Most of the time, the plaintiff is awarded money to pay for medical bills or property damage occurring because of the action of the defendant. Punitive damages are a method of punishing the defendant for their conduct and to deter their future behavior. When punitive damages are paid, the court orders that the defendant must pay the plaintiff a set amount decided by the court. If the court decides the defendant must pay punitive damages, they are paid in addition to money awarded to pay for medical bills and other expenses resulting from the defendant’s actions.
Punitive damages are sometimes called exemplary damages and are often awarded to set a public example. Some states require punitive damages awarded to be divided between the plaintiff and the state in a split-recovery statute. In most states, there are limits on the amounts of damages that can be awarded to the plaintiff. This is usually no more than four times the amount of damages awarded.
These damages are awarded in personal injury such as slip and fall, car accidents, and medical malpractice lawsuits where injuries are provable.
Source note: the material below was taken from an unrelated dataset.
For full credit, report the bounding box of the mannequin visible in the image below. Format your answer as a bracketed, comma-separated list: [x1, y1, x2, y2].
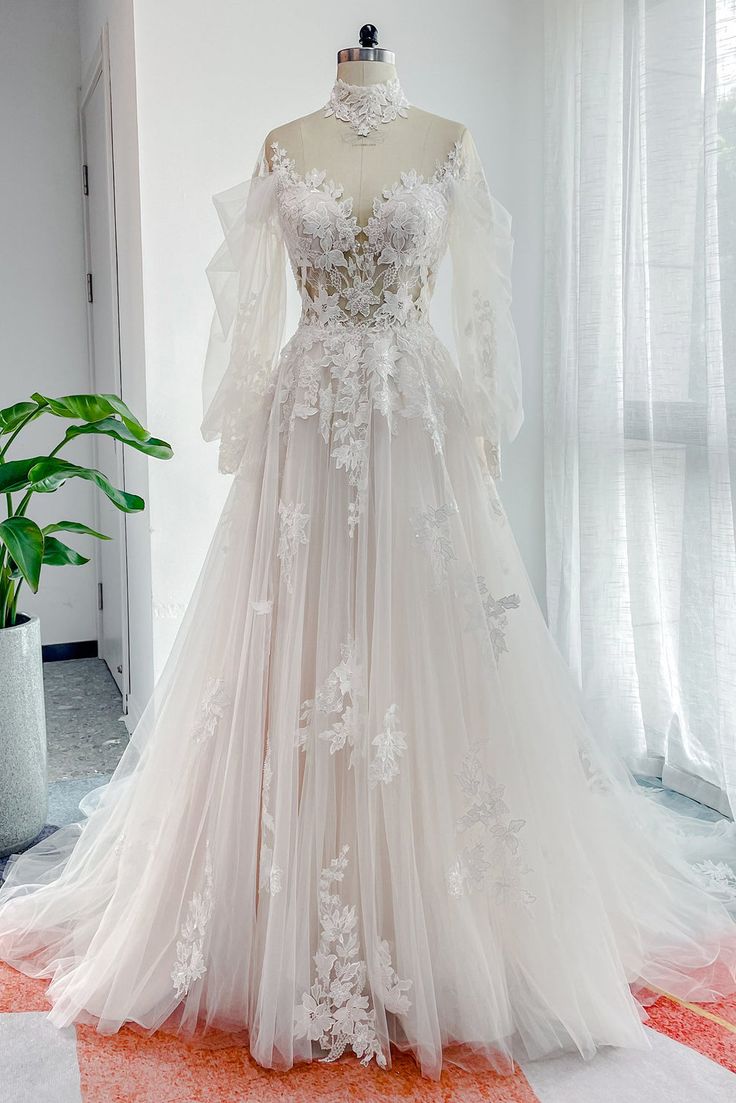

In some cases, punitive damages are awarded in insurance liability cases.
When deciding whether to award punitive damages, several factors are considered:
- The scale of the defendant’s actions.
- If similar cases were awarded damages.
- The monetary difference between the plaintiff’s injuries and the amount of damages requested.
Higher amounts of punitive damages may be awarded in cases where these circumstances apply:
- Injuries and harm sustained are difficult to value.
- Injuries are difficult to detect, might appear in the future, or will need continuous care.
- The defendant’s conduct was extremely vile
Punitive damages are infrequently awarded, but are substantial. According to the Bureau of Justice Statistics, in 2005 punitive damages were sought in 12% of cases out of 25,000 tort and contract trials. Damages were awarded in only 5% of the cases. Out of these cases, the median damage award was $64,000. 13% were awarded damages of $1 million or more.